Story By: Nii Okpoti Odamtten / Muhammad Faisal Mustapha…
In a reflective assessment of Ghana’s recent economic innovation drive, a former Director of the National Entrepreneurship and Innovation Programme (NEIP), Joseph Osei Oppong-Brenya, has credited former President Nana Addo Dankwa Akufo-Addo with fundamentally reshaping the country’s entrepreneurial ecosystem through the establishment and expansion of NEIP.
Speaking at the Youth in Modern Entrepreneurship programme organised by the India-Ghana Chamber of Commerce, Mr. Oppong-Brenya positioned NEIP as one of the most consequential public sector interventions in Ghana’s contemporary economic development agenda.
He described the programme as a “structural turning point” in state led entrepreneurship support, designed to move beyond rhetoric into practical, scalable interventions for job creation and enterprise development.
According to him, NEIP, launched in July 2017, was conceptualised as the government’s flagship entrepreneurship engine, intended to provide coordinated support for startups and emerging businesses across the country.
He noted that the initiative deliberately expanded its reach to include youth, women entrepreneurs, persons with disabilities (PWDs), head porters popularly known as kayayei, students, and even prison inmates, reflecting what he called an “inclusive development philosophy.”
“The idea was not just to create businesses, but to democratise access to opportunity,” he said, underscoring the programme’s focus on broad based participation in the economy.
By the close of 2023, Mr. Oppong-Brenya disclosed that NEIP had supported approximately 15,000 startups, contributing to the creation of more than 103,000 jobs nationwide, a milestone he described as evidence of the programme’s tangible economic footprint.
He argued that these outcomes had helped reposition Ghana within West Africa’s emerging innovation landscape, particularly in youth led enterprise development and small business acceleration.
“NEIP proved that with the right structure, young people are not a problem to be solved they are solutions waiting to be activated,” he remarked.
He further highlighted a series of flagship interventions rolled out under the programme, including the Students Entrepreneurship Initiative, the Presidential Empowerment Programme for Persons with Disabilities, the Kayayei Empowerment Programme, Entrepreneurship for Restoration targeting prison inmates, Youth in Innovative Agriculture, the Presidential Business Support Programme, and Hubs Acceleration Grants.
These interventions, he said, were designed not merely as financial lifelines but as integrated support systems combining skills training, mentorship, market access, and capital infusion.
“Entrepreneurship is not charity. It is capacity building with economic returns,” he emphasized.
Mr. Oppong-Brenya maintained that thousands of beneficiaries had transitioned from informal survival activities into structured enterprises, contributing to local employment generation and community level economic stability.

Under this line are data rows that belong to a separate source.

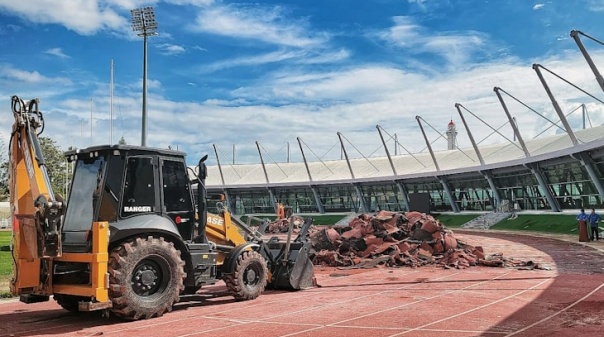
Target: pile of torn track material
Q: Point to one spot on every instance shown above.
(396, 239)
(282, 225)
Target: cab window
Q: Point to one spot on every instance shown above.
(139, 187)
(177, 196)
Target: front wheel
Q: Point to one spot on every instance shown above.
(249, 277)
(146, 278)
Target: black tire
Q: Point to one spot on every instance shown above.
(68, 302)
(146, 278)
(249, 277)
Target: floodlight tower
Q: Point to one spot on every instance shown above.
(144, 24)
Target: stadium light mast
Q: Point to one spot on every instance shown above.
(144, 24)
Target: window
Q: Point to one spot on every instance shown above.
(112, 190)
(177, 196)
(139, 187)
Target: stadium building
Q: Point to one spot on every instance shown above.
(552, 173)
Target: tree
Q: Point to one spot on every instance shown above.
(56, 165)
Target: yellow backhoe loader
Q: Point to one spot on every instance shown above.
(131, 238)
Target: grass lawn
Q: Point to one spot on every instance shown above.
(6, 263)
(547, 223)
(317, 219)
(455, 220)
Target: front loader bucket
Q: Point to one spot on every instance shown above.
(296, 272)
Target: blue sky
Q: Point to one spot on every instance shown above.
(225, 72)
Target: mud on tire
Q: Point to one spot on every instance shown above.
(68, 302)
(145, 278)
(249, 277)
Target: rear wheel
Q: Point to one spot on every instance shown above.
(146, 278)
(249, 277)
(68, 302)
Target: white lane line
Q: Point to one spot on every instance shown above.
(394, 308)
(314, 308)
(559, 312)
(472, 310)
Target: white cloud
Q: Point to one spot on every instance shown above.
(57, 52)
(8, 73)
(199, 3)
(171, 49)
(85, 17)
(272, 57)
(595, 5)
(455, 47)
(269, 25)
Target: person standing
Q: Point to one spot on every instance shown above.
(582, 220)
(594, 220)
(582, 216)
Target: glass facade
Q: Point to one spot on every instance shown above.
(567, 180)
(472, 193)
(521, 189)
(572, 187)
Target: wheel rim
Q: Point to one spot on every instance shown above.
(251, 275)
(150, 277)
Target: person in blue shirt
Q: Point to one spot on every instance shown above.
(594, 220)
(583, 216)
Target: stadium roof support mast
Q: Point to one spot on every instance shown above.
(345, 154)
(421, 127)
(379, 128)
(512, 121)
(487, 174)
(262, 162)
(442, 179)
(315, 193)
(144, 24)
(563, 119)
(304, 158)
(465, 124)
(575, 35)
(218, 162)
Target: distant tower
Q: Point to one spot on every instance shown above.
(451, 136)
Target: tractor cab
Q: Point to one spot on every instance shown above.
(128, 187)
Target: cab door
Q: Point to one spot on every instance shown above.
(177, 200)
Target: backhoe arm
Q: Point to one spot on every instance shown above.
(37, 213)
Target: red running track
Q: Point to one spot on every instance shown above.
(567, 300)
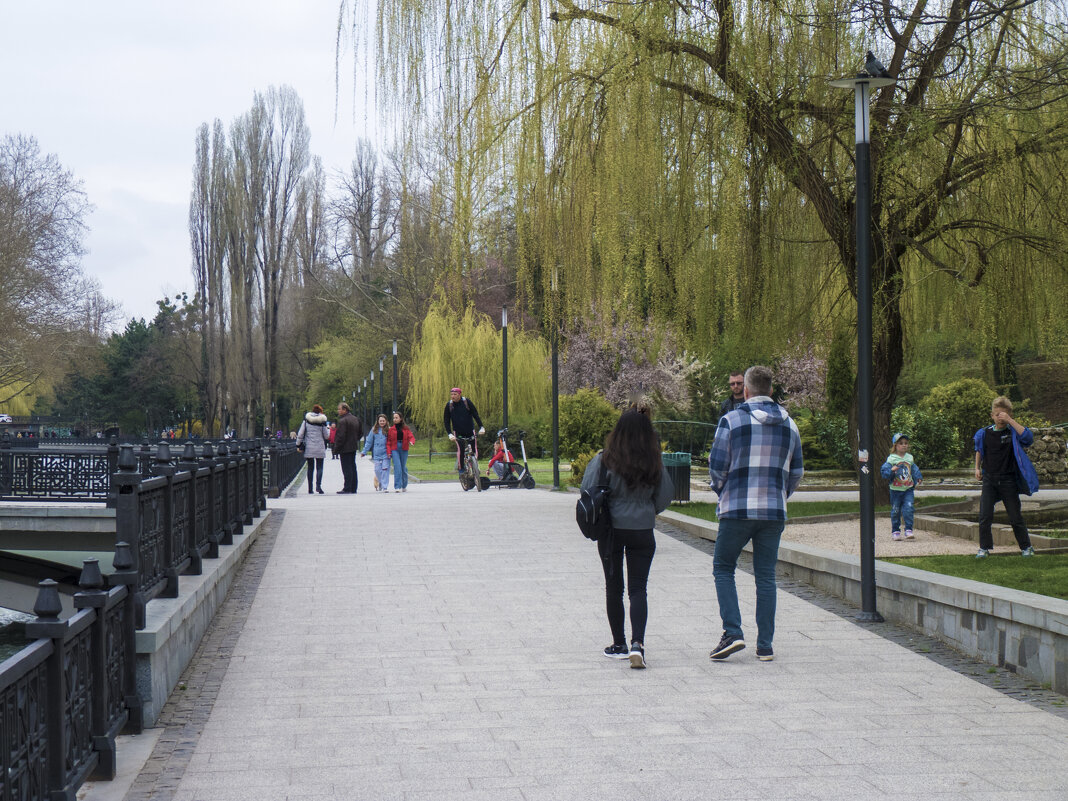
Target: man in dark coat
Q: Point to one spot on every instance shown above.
(460, 417)
(347, 436)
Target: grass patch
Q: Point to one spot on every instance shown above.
(1046, 574)
(807, 508)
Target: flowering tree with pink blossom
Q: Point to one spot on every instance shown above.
(801, 375)
(624, 360)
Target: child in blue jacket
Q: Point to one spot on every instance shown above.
(376, 443)
(904, 476)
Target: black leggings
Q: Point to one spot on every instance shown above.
(312, 464)
(639, 546)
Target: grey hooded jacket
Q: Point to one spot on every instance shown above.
(314, 433)
(630, 508)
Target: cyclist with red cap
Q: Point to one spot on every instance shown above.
(460, 417)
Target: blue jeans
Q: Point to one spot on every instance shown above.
(900, 508)
(732, 537)
(399, 469)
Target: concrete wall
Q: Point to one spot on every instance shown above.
(174, 626)
(1025, 632)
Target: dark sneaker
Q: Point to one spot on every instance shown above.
(637, 656)
(729, 644)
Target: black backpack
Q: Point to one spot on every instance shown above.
(591, 512)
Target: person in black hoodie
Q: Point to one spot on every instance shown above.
(460, 417)
(639, 489)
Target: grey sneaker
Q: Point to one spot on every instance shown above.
(637, 656)
(728, 644)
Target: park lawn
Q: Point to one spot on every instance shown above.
(807, 508)
(1046, 574)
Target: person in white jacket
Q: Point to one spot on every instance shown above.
(313, 437)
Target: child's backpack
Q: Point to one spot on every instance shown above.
(591, 512)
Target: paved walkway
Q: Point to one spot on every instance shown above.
(446, 645)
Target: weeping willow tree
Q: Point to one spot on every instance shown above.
(690, 161)
(464, 349)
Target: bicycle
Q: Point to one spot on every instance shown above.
(469, 475)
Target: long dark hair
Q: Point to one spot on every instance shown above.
(632, 451)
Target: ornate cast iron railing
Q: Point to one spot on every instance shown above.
(67, 694)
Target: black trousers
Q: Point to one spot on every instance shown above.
(312, 465)
(638, 546)
(1003, 489)
(348, 470)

He noted that the programme’s impact extended beyond urban centres into rural and peri urban areas, where access to formal economic opportunities had historically been limited.
Calling for policy continuity, he urged successive governments and stakeholders to protect and deepen the gains of NEIP, stressing that sustainable entrepreneurship development depends on ecosystem strengthening rather than isolated funding interventions.
“The future is not in one off grants. It is in building ecosystems that allow ideas to survive, scale, and compete globally,” he stated.
He concluded that NEIP’s model offers a replicable framework for inclusive economic transformation, demonstrating how targeted government intervention can catalyse innovation, expand employment, and drive long term national growth.